Why is it called the badam shot? Thanks, obviously, to the inventor. The middle-order batsman says he got his confidence from eating khalis badam. “I still carry badam with me in my pocket. We all know about Kapil paaji, but badam was the secret of my energy,” he laughs.
The origins
It was exactly 25 years ago, on June 22, 1983, that Sharma walloped Willis as the bowler came for his second spell to deck up an innings of 61, but he remembers it vividly. “It was a matting shot, and I was pretty good at it. I realised that it was dangerous to hit fast bowlers over long-off, so I wanted a shot where I could use the pace of the bowler. Then I remembered Vivian Richards flicking the ball off his legs at the 1979 World Cup. That was the basic idea, and I started using my improvised variation in the nets. I even hit on my body a few times, but developed a fair judgment as to which deliveries I could play that shot on,” he says.
The moment
The 53-year old insists the shot was not premeditated. “It was purely instinctive. Jimmy (Amarnath) and I were trying to plan our chase and needed around 83 or 84 in the last 15 overs. Bob had a great first spell and came back into the attack. Luckily for me, very early on in that spell, he gave me an incoming delivery on my legs. I shuffled a bit and off it went. That shot turned the game. I got a lot of confidence, and the England team looked shattered. We reeled off the runs quite quickly after that.”
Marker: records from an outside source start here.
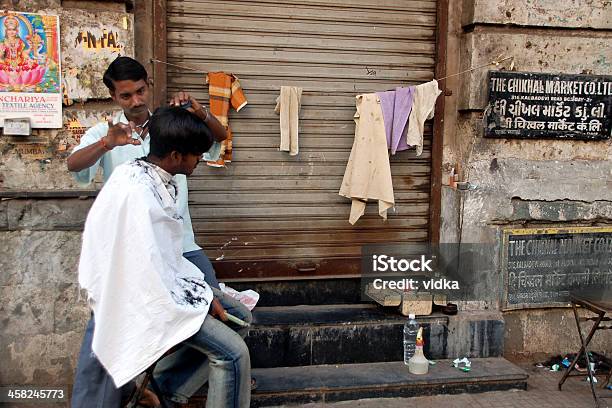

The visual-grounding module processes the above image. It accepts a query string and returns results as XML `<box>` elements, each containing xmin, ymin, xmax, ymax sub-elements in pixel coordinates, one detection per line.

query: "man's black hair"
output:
<box><xmin>102</xmin><ymin>57</ymin><xmax>147</xmax><ymax>92</ymax></box>
<box><xmin>149</xmin><ymin>107</ymin><xmax>213</xmax><ymax>159</ymax></box>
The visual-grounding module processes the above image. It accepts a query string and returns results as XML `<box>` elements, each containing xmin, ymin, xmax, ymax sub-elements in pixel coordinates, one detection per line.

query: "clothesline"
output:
<box><xmin>436</xmin><ymin>57</ymin><xmax>514</xmax><ymax>81</ymax></box>
<box><xmin>151</xmin><ymin>56</ymin><xmax>514</xmax><ymax>81</ymax></box>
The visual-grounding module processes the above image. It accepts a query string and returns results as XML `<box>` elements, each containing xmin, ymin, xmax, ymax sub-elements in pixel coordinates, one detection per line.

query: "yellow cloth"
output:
<box><xmin>339</xmin><ymin>94</ymin><xmax>395</xmax><ymax>224</ymax></box>
<box><xmin>274</xmin><ymin>86</ymin><xmax>302</xmax><ymax>156</ymax></box>
<box><xmin>406</xmin><ymin>79</ymin><xmax>442</xmax><ymax>156</ymax></box>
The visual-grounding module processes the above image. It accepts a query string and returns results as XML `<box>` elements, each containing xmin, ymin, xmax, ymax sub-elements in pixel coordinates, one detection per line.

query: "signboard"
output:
<box><xmin>485</xmin><ymin>71</ymin><xmax>612</xmax><ymax>140</ymax></box>
<box><xmin>502</xmin><ymin>227</ymin><xmax>612</xmax><ymax>309</ymax></box>
<box><xmin>0</xmin><ymin>12</ymin><xmax>62</xmax><ymax>128</ymax></box>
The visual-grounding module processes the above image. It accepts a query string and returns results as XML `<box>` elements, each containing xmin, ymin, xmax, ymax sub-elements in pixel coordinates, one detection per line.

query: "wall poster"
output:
<box><xmin>0</xmin><ymin>11</ymin><xmax>62</xmax><ymax>128</ymax></box>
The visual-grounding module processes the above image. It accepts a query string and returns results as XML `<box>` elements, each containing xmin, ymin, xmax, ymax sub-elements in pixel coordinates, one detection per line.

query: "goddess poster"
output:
<box><xmin>0</xmin><ymin>11</ymin><xmax>62</xmax><ymax>128</ymax></box>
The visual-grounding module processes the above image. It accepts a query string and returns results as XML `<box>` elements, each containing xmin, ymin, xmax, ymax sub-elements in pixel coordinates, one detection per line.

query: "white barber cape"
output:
<box><xmin>79</xmin><ymin>160</ymin><xmax>213</xmax><ymax>387</ymax></box>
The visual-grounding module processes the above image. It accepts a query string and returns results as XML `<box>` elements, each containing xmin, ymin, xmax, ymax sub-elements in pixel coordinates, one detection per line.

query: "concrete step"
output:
<box><xmin>190</xmin><ymin>358</ymin><xmax>528</xmax><ymax>407</ymax></box>
<box><xmin>245</xmin><ymin>304</ymin><xmax>504</xmax><ymax>368</ymax></box>
<box><xmin>228</xmin><ymin>278</ymin><xmax>361</xmax><ymax>308</ymax></box>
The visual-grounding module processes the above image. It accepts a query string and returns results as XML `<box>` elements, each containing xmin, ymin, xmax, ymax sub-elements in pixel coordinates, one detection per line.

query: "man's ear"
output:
<box><xmin>170</xmin><ymin>150</ymin><xmax>183</xmax><ymax>162</ymax></box>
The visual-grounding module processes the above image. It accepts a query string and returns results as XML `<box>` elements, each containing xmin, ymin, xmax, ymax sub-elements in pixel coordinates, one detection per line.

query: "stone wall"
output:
<box><xmin>0</xmin><ymin>0</ymin><xmax>134</xmax><ymax>389</ymax></box>
<box><xmin>441</xmin><ymin>0</ymin><xmax>612</xmax><ymax>355</ymax></box>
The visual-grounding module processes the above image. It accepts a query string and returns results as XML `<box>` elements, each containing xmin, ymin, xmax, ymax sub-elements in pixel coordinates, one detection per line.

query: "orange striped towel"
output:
<box><xmin>206</xmin><ymin>72</ymin><xmax>247</xmax><ymax>167</ymax></box>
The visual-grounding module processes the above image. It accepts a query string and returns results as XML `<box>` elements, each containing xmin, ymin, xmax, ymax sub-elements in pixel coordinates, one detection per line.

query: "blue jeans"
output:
<box><xmin>155</xmin><ymin>288</ymin><xmax>253</xmax><ymax>407</ymax></box>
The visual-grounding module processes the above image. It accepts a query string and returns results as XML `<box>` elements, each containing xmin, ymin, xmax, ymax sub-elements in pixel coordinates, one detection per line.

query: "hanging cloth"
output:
<box><xmin>376</xmin><ymin>86</ymin><xmax>414</xmax><ymax>154</ymax></box>
<box><xmin>206</xmin><ymin>72</ymin><xmax>247</xmax><ymax>167</ymax></box>
<box><xmin>406</xmin><ymin>79</ymin><xmax>442</xmax><ymax>156</ymax></box>
<box><xmin>339</xmin><ymin>94</ymin><xmax>395</xmax><ymax>224</ymax></box>
<box><xmin>274</xmin><ymin>86</ymin><xmax>302</xmax><ymax>156</ymax></box>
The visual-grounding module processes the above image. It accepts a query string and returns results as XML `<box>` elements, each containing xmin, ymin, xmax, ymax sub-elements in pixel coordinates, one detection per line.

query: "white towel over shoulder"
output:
<box><xmin>79</xmin><ymin>160</ymin><xmax>213</xmax><ymax>387</ymax></box>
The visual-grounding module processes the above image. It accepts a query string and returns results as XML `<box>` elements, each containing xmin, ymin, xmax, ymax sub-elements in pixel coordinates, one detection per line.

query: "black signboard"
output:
<box><xmin>485</xmin><ymin>71</ymin><xmax>612</xmax><ymax>140</ymax></box>
<box><xmin>502</xmin><ymin>227</ymin><xmax>612</xmax><ymax>309</ymax></box>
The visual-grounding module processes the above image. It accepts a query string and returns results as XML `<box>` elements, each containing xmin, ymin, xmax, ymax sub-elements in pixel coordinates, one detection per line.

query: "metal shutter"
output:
<box><xmin>167</xmin><ymin>0</ymin><xmax>436</xmax><ymax>278</ymax></box>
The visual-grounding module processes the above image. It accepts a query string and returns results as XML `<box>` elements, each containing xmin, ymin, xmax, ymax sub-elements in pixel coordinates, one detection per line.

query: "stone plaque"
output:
<box><xmin>502</xmin><ymin>227</ymin><xmax>612</xmax><ymax>309</ymax></box>
<box><xmin>485</xmin><ymin>71</ymin><xmax>612</xmax><ymax>140</ymax></box>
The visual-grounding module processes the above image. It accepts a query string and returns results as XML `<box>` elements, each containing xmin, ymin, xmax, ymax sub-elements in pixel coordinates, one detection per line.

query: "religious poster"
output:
<box><xmin>485</xmin><ymin>71</ymin><xmax>612</xmax><ymax>140</ymax></box>
<box><xmin>0</xmin><ymin>12</ymin><xmax>62</xmax><ymax>128</ymax></box>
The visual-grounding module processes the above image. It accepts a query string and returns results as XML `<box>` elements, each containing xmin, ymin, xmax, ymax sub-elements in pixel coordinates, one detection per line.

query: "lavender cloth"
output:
<box><xmin>376</xmin><ymin>86</ymin><xmax>414</xmax><ymax>154</ymax></box>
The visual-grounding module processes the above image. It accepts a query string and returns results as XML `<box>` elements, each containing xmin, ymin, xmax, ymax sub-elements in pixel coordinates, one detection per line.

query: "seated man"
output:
<box><xmin>79</xmin><ymin>107</ymin><xmax>250</xmax><ymax>407</ymax></box>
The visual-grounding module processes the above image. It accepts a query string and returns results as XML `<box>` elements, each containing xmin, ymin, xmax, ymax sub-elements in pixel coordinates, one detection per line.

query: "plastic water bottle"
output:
<box><xmin>404</xmin><ymin>314</ymin><xmax>419</xmax><ymax>365</ymax></box>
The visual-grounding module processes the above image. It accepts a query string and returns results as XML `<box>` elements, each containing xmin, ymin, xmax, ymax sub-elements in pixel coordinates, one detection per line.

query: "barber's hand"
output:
<box><xmin>168</xmin><ymin>91</ymin><xmax>208</xmax><ymax>120</ymax></box>
<box><xmin>105</xmin><ymin>119</ymin><xmax>140</xmax><ymax>149</ymax></box>
<box><xmin>210</xmin><ymin>298</ymin><xmax>227</xmax><ymax>322</ymax></box>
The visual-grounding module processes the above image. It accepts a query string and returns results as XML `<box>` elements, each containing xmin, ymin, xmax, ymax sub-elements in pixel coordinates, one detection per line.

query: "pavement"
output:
<box><xmin>274</xmin><ymin>363</ymin><xmax>612</xmax><ymax>408</ymax></box>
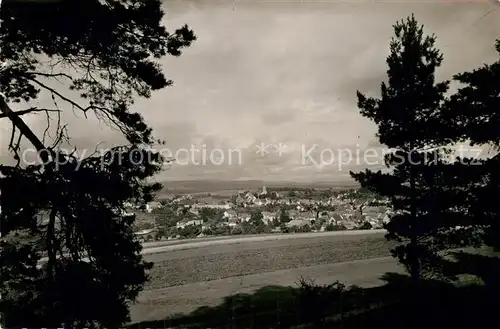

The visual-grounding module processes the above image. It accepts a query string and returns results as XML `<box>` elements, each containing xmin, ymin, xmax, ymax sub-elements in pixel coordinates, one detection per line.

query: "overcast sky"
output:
<box><xmin>2</xmin><ymin>0</ymin><xmax>500</xmax><ymax>181</ymax></box>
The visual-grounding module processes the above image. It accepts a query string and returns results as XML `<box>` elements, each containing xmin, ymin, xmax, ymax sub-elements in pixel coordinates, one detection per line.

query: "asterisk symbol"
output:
<box><xmin>274</xmin><ymin>143</ymin><xmax>286</xmax><ymax>156</ymax></box>
<box><xmin>255</xmin><ymin>143</ymin><xmax>269</xmax><ymax>157</ymax></box>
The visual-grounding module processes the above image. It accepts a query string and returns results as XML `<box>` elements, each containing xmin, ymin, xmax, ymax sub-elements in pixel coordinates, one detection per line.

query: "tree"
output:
<box><xmin>279</xmin><ymin>209</ymin><xmax>290</xmax><ymax>224</ymax></box>
<box><xmin>351</xmin><ymin>16</ymin><xmax>450</xmax><ymax>280</ymax></box>
<box><xmin>0</xmin><ymin>0</ymin><xmax>195</xmax><ymax>328</ymax></box>
<box><xmin>447</xmin><ymin>40</ymin><xmax>500</xmax><ymax>249</ymax></box>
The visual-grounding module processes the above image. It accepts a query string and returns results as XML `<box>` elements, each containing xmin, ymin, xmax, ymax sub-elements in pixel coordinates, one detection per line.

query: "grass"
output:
<box><xmin>130</xmin><ymin>275</ymin><xmax>498</xmax><ymax>329</ymax></box>
<box><xmin>146</xmin><ymin>236</ymin><xmax>391</xmax><ymax>290</ymax></box>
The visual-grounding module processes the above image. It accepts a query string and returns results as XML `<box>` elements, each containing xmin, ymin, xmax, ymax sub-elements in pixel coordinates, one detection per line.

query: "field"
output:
<box><xmin>131</xmin><ymin>232</ymin><xmax>401</xmax><ymax>322</ymax></box>
<box><xmin>146</xmin><ymin>234</ymin><xmax>391</xmax><ymax>290</ymax></box>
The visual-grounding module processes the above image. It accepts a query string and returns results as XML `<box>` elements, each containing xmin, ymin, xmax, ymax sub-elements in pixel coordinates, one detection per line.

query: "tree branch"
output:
<box><xmin>0</xmin><ymin>107</ymin><xmax>60</xmax><ymax>119</ymax></box>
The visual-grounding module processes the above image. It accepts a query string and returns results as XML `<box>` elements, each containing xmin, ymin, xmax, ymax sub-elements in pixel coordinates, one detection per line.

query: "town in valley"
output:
<box><xmin>131</xmin><ymin>185</ymin><xmax>393</xmax><ymax>241</ymax></box>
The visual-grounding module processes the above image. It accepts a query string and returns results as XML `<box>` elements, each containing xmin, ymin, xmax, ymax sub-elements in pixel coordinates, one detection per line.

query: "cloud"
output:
<box><xmin>1</xmin><ymin>0</ymin><xmax>500</xmax><ymax>180</ymax></box>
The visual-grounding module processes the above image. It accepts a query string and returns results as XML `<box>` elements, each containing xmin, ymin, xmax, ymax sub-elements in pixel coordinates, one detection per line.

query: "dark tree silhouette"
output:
<box><xmin>351</xmin><ymin>16</ymin><xmax>454</xmax><ymax>280</ymax></box>
<box><xmin>447</xmin><ymin>40</ymin><xmax>500</xmax><ymax>249</ymax></box>
<box><xmin>0</xmin><ymin>0</ymin><xmax>195</xmax><ymax>328</ymax></box>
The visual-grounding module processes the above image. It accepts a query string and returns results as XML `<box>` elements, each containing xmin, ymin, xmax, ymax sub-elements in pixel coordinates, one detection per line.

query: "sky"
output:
<box><xmin>1</xmin><ymin>0</ymin><xmax>500</xmax><ymax>182</ymax></box>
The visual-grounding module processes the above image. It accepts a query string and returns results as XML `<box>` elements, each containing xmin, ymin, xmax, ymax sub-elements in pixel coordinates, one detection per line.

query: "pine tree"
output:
<box><xmin>0</xmin><ymin>0</ymin><xmax>195</xmax><ymax>328</ymax></box>
<box><xmin>351</xmin><ymin>15</ymin><xmax>448</xmax><ymax>280</ymax></box>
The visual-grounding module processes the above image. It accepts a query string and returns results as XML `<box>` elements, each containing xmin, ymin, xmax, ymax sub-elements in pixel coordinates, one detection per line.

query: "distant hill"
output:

He played two crucial knocks in that World Cup — the other being an 89 against the West Indies in a group match — but unfortunately, only one was recorded. “I still have an old VHS tape of that semi-final. I have seen it many times. In fact, I’ve even shown it to my children several times. For me, that tape is a precious piece of memorabilia,” he says.
So come tomorrow, as the World Cup winners pop some champagne at the felicitation function, it’d be understandable if Yashpal Sharma pops a badam into his mouth instead.